Monterrey were bidding to become the first CONCACAF champions to reach the final of the intercontinental tournament but they were outclassed and outfought 3-1 by a Chelsea team compiled of multi-million-pound stars.
Victor Vucetich said the reason that the last five Club World Cup winners had come from Europe was because of a massive gulf in wages between teams there and sides from South, Central and North America.
"The talent is very close but European football is the best level in the world and also the players there are getting paid a lot," Vucetich said.
"That's why they get great players in terms of physical and mental strength and techniques.
"Clubs such as Chelsea, Manchester United, Barcelona, they have lineups of great players from all over the world. That's the difference between their teams and the rest of the world."
Vucetich added that the way for teams from the Americas to attract the world's best players was by improving the standard of the game in their domestic leagues.
"South American and North American football can improve a lot," he said.
"By improving I think we can also attract great players and that's the way we can eliminate the differences between the continents."

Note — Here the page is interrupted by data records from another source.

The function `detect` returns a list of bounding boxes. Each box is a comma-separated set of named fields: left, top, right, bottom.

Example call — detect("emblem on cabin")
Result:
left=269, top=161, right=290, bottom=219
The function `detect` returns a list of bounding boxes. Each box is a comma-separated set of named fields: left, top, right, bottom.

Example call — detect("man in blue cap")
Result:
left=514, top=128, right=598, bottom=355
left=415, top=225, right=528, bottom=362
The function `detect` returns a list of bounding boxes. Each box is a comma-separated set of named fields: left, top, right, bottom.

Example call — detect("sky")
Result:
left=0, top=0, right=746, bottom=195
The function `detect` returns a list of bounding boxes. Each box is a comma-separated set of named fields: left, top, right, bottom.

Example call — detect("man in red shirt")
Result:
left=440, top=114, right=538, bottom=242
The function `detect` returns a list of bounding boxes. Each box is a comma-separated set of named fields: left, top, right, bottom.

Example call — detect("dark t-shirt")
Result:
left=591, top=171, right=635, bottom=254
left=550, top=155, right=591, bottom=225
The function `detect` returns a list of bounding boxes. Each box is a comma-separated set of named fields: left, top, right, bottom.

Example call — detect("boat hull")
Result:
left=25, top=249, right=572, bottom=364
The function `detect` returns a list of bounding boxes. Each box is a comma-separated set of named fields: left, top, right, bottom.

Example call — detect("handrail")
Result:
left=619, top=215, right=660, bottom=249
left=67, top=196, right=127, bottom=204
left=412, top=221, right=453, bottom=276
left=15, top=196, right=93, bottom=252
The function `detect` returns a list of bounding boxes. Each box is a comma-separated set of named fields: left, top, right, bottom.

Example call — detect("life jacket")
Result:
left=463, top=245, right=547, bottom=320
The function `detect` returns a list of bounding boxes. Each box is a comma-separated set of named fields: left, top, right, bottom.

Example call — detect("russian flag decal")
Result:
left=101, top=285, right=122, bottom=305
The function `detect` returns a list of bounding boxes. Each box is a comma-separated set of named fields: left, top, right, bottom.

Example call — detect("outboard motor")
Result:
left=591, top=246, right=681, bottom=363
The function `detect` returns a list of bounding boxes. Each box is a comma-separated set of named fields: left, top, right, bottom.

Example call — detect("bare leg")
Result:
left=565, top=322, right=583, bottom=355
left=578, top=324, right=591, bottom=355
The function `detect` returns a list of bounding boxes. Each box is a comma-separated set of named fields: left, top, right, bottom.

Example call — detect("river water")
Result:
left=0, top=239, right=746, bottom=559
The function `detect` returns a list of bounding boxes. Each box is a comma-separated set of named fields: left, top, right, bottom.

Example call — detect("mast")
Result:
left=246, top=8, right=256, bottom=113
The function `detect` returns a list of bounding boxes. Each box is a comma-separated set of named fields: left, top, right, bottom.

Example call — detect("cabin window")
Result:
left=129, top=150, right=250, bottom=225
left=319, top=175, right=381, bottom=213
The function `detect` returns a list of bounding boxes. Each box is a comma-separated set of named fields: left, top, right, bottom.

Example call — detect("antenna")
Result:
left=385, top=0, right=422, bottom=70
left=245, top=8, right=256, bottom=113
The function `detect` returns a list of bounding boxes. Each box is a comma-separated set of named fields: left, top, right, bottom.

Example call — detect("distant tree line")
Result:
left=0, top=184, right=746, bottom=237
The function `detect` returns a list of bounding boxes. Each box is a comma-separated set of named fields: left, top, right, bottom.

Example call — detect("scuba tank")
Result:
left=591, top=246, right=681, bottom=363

Monterrey will play Egypt's Al Ahly in a third place playoff on Sunday before Chelsea take on South American champions Corinthians in the final.
Barcelona have won two of the last five Club World Cups, with Manchester United, Inter Milan and AC Milan being the other three. The last time a South American team won was in 2006 when Internacional triumphed.
No side from outside Europe or South America has ever won the premier club event.